Edited by Randolph B. Campbell

Compiled by William S. Pugsley and Marilyn P. Duncan


The laws that governed the institution of slavery in early Texas were enacted over a fifty-year period in which Texas moved through incarnations as a Spanish colony, a Mexican state, an independent republic, a part of the United States, and a Confederate state. This unusual legal heritage sets Texas apart from the other slave-holding states and provides a unique opportunity to examine how slave laws were enacted and upheld as political and legal structures changed. The Laws of Slavery in Texas makes that examination possible by combining seminal historical essays with excerpts from key legal documents from the slave period and tying them together with interpretive commentary by the foremost scholar on the subject, Randolph B. Campbell.

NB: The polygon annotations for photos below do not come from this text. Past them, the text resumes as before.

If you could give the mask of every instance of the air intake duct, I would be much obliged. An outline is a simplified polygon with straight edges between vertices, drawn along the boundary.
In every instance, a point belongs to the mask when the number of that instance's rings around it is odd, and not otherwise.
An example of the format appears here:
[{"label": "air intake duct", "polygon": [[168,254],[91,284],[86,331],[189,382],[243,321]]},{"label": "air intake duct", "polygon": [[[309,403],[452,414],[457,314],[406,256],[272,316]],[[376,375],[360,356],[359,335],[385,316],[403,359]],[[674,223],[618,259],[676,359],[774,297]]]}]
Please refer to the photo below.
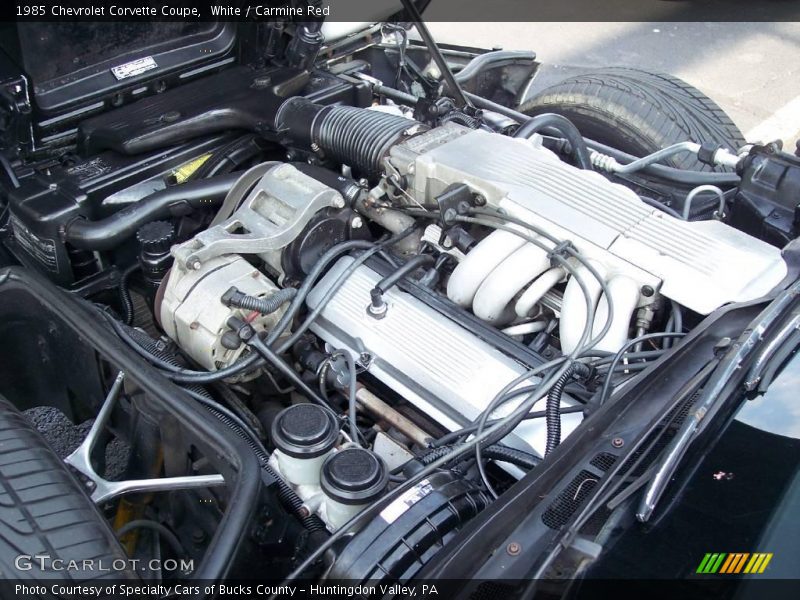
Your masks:
[{"label": "air intake duct", "polygon": [[327,158],[367,177],[380,174],[389,148],[425,128],[418,121],[378,110],[321,106],[300,97],[281,105],[275,126],[289,144],[306,150],[316,144]]}]

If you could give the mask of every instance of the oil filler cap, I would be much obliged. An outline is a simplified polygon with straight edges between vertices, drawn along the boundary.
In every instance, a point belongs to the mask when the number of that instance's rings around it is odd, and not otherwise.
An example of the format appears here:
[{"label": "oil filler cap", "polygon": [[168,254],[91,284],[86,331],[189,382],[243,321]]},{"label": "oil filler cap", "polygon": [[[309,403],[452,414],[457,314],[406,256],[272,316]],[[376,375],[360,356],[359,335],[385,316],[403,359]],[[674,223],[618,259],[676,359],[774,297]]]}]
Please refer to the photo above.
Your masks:
[{"label": "oil filler cap", "polygon": [[388,483],[389,472],[383,459],[364,448],[346,448],[331,454],[322,465],[322,491],[342,504],[374,502]]},{"label": "oil filler cap", "polygon": [[339,439],[336,415],[316,404],[295,404],[272,422],[275,447],[294,458],[315,458],[329,452]]}]

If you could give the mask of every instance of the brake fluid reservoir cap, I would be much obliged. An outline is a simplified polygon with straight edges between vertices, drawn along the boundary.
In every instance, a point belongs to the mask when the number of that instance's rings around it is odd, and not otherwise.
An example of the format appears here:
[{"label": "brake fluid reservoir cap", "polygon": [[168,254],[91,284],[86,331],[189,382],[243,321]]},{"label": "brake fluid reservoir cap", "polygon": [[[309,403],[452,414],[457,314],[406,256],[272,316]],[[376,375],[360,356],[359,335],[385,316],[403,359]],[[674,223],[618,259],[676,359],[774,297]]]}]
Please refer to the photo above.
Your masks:
[{"label": "brake fluid reservoir cap", "polygon": [[322,491],[342,504],[374,502],[388,483],[389,472],[383,459],[364,448],[346,448],[331,454],[322,465]]},{"label": "brake fluid reservoir cap", "polygon": [[275,447],[293,458],[315,458],[329,452],[339,439],[336,415],[316,404],[295,404],[272,422]]}]

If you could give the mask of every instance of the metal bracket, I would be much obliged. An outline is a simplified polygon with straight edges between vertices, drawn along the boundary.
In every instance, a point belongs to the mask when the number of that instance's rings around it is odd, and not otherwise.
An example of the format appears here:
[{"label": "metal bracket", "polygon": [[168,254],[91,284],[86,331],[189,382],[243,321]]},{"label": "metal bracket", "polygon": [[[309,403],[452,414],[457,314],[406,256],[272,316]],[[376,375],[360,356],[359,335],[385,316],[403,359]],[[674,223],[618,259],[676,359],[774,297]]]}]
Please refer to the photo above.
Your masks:
[{"label": "metal bracket", "polygon": [[164,477],[162,479],[129,479],[127,481],[108,481],[103,479],[92,466],[92,450],[94,450],[100,432],[108,423],[114,403],[122,391],[125,374],[120,371],[114,384],[100,407],[100,412],[89,430],[89,434],[75,451],[64,459],[64,462],[76,471],[87,477],[94,488],[91,498],[95,504],[100,504],[116,496],[132,492],[159,492],[166,490],[181,490],[189,488],[212,487],[225,485],[222,475],[187,475],[184,477]]},{"label": "metal bracket", "polygon": [[289,164],[267,171],[229,219],[172,249],[183,269],[223,254],[264,254],[284,248],[327,207],[344,208],[336,190]]}]

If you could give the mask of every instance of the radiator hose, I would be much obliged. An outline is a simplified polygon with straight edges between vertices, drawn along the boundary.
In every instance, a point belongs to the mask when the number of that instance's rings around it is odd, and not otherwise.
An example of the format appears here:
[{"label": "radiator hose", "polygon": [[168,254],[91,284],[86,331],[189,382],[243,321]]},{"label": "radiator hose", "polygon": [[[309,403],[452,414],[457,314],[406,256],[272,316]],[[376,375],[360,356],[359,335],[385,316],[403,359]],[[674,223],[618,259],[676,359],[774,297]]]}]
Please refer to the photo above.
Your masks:
[{"label": "radiator hose", "polygon": [[381,161],[394,144],[423,127],[377,110],[321,106],[300,97],[286,100],[275,117],[275,128],[288,144],[321,151],[367,177],[381,172]]},{"label": "radiator hose", "polygon": [[64,228],[64,241],[84,250],[111,250],[145,223],[219,206],[241,176],[231,173],[169,186],[101,221],[75,219]]}]

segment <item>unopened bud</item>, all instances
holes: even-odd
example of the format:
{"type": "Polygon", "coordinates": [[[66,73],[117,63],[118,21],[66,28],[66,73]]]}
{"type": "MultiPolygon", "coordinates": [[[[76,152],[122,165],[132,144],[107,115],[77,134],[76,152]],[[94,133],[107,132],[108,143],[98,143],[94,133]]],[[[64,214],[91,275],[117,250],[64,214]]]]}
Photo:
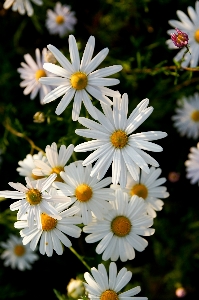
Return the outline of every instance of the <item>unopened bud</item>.
{"type": "Polygon", "coordinates": [[[177,172],[170,172],[168,174],[168,180],[170,182],[177,182],[180,179],[180,173],[177,172]]]}
{"type": "Polygon", "coordinates": [[[171,39],[175,46],[183,48],[188,46],[189,37],[185,32],[182,32],[178,28],[175,28],[177,33],[171,33],[171,39]]]}
{"type": "Polygon", "coordinates": [[[176,289],[175,294],[178,298],[183,298],[186,296],[187,292],[186,292],[185,288],[179,287],[176,289]]]}
{"type": "Polygon", "coordinates": [[[56,58],[54,57],[54,55],[52,54],[52,52],[50,52],[49,50],[46,53],[45,61],[49,62],[51,64],[56,64],[57,63],[56,58]]]}
{"type": "Polygon", "coordinates": [[[40,111],[36,112],[33,116],[33,122],[34,123],[43,123],[45,121],[44,114],[40,111]]]}
{"type": "Polygon", "coordinates": [[[78,299],[85,294],[84,284],[80,279],[71,279],[66,287],[68,296],[78,299]]]}

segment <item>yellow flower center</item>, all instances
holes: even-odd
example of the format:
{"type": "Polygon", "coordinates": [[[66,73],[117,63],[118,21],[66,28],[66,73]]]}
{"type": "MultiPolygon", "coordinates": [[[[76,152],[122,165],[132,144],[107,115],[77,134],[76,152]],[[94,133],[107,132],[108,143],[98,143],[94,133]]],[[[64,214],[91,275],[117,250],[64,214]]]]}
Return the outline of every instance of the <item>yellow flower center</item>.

Campbell's commentary focuses on an aspect of slave law that was particularly evident in the evolving legal system of early Texas: the dilemma that arose when human beings were treated as property. As Campbell points out, defining slaves as moveable property, or chattel, presented a serious difficulty to those who wrote and interpreted the law because, unlike any other form of property, slaves were sentient beings. They were held responsible for their crimes, and in numerous other ways statute and case law dealing with slavery recognized the humanness of the enslaved. Attempts to protect the property rights of slave owners led to increasingly restrictive laws—including laws concerning free blacks—that were difficult to uphold. The documents in this collection reveal both the roots of the dilemma and its inevitable outcome.